Da schaut man ganz friedlich ein Video von Krass Klassenfahrt, weil man sich trotz der
Spielzeugsoldaten in der Nase immer noch zu schlau fühlt und dann das; ein Kommentar,
der mich ausgerechnet hier zum christlichen Fundamentalismus konvertieren will.
Man kennt es.
Nun, das gehört hier wirklich nicht hin. [klickt Dislike]
[Pause]
[klickt öfters]
Ähm… was…
Es ist doch komisch, oder?
YouTube-Videos haben einen Like- und einen Dislike-Button.

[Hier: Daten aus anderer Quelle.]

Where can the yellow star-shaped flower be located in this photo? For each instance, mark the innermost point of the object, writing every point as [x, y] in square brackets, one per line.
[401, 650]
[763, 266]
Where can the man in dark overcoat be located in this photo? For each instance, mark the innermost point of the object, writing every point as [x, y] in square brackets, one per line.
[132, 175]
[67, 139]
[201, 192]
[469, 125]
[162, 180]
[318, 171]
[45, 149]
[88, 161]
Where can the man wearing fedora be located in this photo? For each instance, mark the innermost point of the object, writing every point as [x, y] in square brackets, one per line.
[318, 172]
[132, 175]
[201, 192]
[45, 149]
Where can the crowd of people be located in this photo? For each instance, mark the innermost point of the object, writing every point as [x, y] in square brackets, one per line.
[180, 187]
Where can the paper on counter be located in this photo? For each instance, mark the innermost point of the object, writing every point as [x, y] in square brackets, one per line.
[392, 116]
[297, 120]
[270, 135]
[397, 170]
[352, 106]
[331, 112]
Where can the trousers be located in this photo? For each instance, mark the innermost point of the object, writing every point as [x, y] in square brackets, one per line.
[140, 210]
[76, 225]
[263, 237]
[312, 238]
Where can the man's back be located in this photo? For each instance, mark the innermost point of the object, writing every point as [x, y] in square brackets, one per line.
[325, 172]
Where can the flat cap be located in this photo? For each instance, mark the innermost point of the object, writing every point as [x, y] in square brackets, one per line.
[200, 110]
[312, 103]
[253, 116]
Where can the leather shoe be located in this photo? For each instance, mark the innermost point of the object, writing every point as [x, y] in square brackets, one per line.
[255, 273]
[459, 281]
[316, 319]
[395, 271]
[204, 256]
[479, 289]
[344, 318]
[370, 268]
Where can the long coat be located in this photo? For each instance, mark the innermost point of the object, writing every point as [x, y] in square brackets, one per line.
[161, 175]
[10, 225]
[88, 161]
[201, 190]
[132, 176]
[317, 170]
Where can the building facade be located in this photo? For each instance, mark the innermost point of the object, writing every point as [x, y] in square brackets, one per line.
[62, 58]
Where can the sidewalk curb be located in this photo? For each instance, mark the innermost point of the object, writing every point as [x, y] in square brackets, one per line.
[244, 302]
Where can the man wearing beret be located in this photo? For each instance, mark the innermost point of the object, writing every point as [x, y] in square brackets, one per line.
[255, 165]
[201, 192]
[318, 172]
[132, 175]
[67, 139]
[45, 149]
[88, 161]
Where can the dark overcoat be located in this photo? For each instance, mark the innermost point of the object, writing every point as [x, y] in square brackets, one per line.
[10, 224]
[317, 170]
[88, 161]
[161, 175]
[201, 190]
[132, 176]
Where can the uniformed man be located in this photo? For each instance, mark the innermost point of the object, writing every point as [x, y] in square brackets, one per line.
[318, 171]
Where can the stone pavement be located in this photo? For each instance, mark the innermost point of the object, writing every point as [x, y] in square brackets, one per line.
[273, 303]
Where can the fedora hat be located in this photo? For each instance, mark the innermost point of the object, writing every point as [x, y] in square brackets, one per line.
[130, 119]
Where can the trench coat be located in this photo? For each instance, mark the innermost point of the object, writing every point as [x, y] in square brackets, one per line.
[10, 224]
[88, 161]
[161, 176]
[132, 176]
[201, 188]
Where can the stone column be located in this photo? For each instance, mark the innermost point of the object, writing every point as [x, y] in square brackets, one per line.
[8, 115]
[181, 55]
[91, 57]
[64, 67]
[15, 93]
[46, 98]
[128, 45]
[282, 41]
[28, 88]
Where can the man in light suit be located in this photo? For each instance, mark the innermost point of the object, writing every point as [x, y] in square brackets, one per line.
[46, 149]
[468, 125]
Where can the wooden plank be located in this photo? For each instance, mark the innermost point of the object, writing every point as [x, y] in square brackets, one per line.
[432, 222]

Bei der Betätigung von einem der beiden wird der jeweilige Zähler um den Wert 1 erhöht
und das dargestellte Verhältnis ändert sich entsprechend.
Bei YouTube-Kommentaren wiederum gibt es zwar auch jeweils einen Like- und einen Dislike-Button,
doch nur die Likes haben einen Zähler.
Und einem Kommentar mit beispielsweise 10 Likes einen Dislike zu geben, verändert an
dieser Zahl gar nichts.
Teilweise verschwindet sogar die Grafik, die anzeigt, dass man bei einem Kommentar einen
Dislike angeklickt hat, wenn man die Seite aktualisiert.
Das alles wirkt ein bisschen so wie dieser “Duschkopf” auf den damals auf Facebook
viel zu viele reingefallen sind.
Eine vorgegaukelte Funktion, die jedoch nicht mal ans System angeschlossen ist.
Und das hat mich ins Nachdenken gebracht.
Mein erster Gedanke war: “Genial, das sind Diskussionsplacebos.
Dislikeglobuli sozusagen, die Nutzern das Gefühl geben sollen, sie hätten einem Kommentar,
den sie nicht mögen, geschadet, ohne die Autoren des Kommentars mit einer sinkenden
Likezahl zu demotivieren und mit dem netten Nebeneffekt, organisierte Dislikestürme auf
Kommentare ineffektiv zu machen.”
Interaktion wiegt für eine Plattform schließlich deutlich schwerer als eine aufgeräumte Diskussionskultur.
Aber so ist es nicht.
Tatsächlich ist das ganze etwas komplexer und macht den Dislikebutton bei Kommentaren
zur vielleicht alltäglichsten Erinnerung an YouTubes Werdegang.
Denn wenn wir die Zeit einmal zurückdrehen, ins Jahr 2010, fällt auf, dass der Dislikebutton
damals etwas anders funktioniert hat.
Ein Klick auf den Dislikebutton hat die Anzahl der Likes des Kommentars tatsächlich verringert.
So dass es möglich war, wenn man besonders unbeliebten Kram schreibt, eine negative Likeanzahl
zu haben.
Das hat dafür gesorgt, dass Lesern wie Autoren von Kommentaren schnell klar wurde, wie das
Meinungsbild zu einem Kommentar aussieht.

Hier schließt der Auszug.